Some solar project builders created partnerships to transfer the credits, essentially selling them to individuals or businesses with substantial tax liabilities. CJ has reported some of these partnerships involved insurance companies, banks, and other financial institutions, not just utilities or energy businesses.

These pass-through entities drew the attention of DOR. In September, it issued a notice disallowing credits for some partnership arrangements used to finance solar projects. DOR said the federal Internal Revenue Code doesn’t allow such arrangements, so the state shouldn’t allow them, either.

Some attorneys familiar with tax law say DOR’s interpretation is wrong.

Kay Hobart of the Raleigh office of Parker Poe wrote about the issue in April for Bloomberg Daily Tax Report. Before joining Parker Poe, she served as special deputy attorney general leading a team of lawyers representing DOR.

Hobart called DOR’s ruling on partnerships “a new and extremely restrictive interpretation that is taking investors, developers, and the market by surprise.” She said the DOR’s position would put hundreds of millions of dollars of anticipated tax credits at risk. She said it appears to be at odds with the intent of the General Assembly and a recent N.C. Supreme Court decision involving the Internal Revenue Code.

In July, N.C. Chamber General Counsel Ray Starling wrote about the issue in Triangle Business Journal. He said the promise of a 35% tax credit made many of the projects economically feasible. The credits ended in 2016, and the safe-harbor provision should have allowed investors to continue collecting credits. But DOR is disallowing credits for the final three years of the program, even though the law hasn’t changed, Starling said.

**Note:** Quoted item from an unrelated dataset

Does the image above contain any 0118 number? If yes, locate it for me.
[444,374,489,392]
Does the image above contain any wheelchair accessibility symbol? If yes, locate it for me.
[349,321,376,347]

He said DOR’s actions threaten other tax credit programs, including the one for rehabilitating historic structures. By “changing the rules of the game on taxpayers after the game was over, the DOR is threatening North Carolina’s favorable tax climate,” he said.

CJ recently reported North Carolina has issued more than $1 billion in renewable energy tax credits through 2018. A North Carolina attorney representing a client affected by the situation spoke to CJ under a promise of anonymity because his client’s situation is under review. The attorney said DOR began questioning the credits in April 2017, but waited until September 2018 to send an advisory. By then, investments had been made. Credits were taken under the assumption they were legal.

The attorney said the partnership model DOR has challenged was frequently used.

DOR Director of Public Affairs Schorr Johnson told CJ the agency can neither comment on nor confirm any audit activity or taxpayer information. “The department supports renewable energy and historic preservation tax credits as allowed by law,” he said.

Johnson didn’t respond to questions from CJ estimating the value of the rejected tax credits or identifying who changed the interpretation of partnerships Starling mentioned. 

Johnson reiterated the DOR position that some partnerships aren’t eligible for tax credits because DOR applies the federal Internal Revenue Code definition of a partner — which excludes the type of pass-through entities that often obtain these credits.

North Carolina has nearly 500 utility scale solar projects.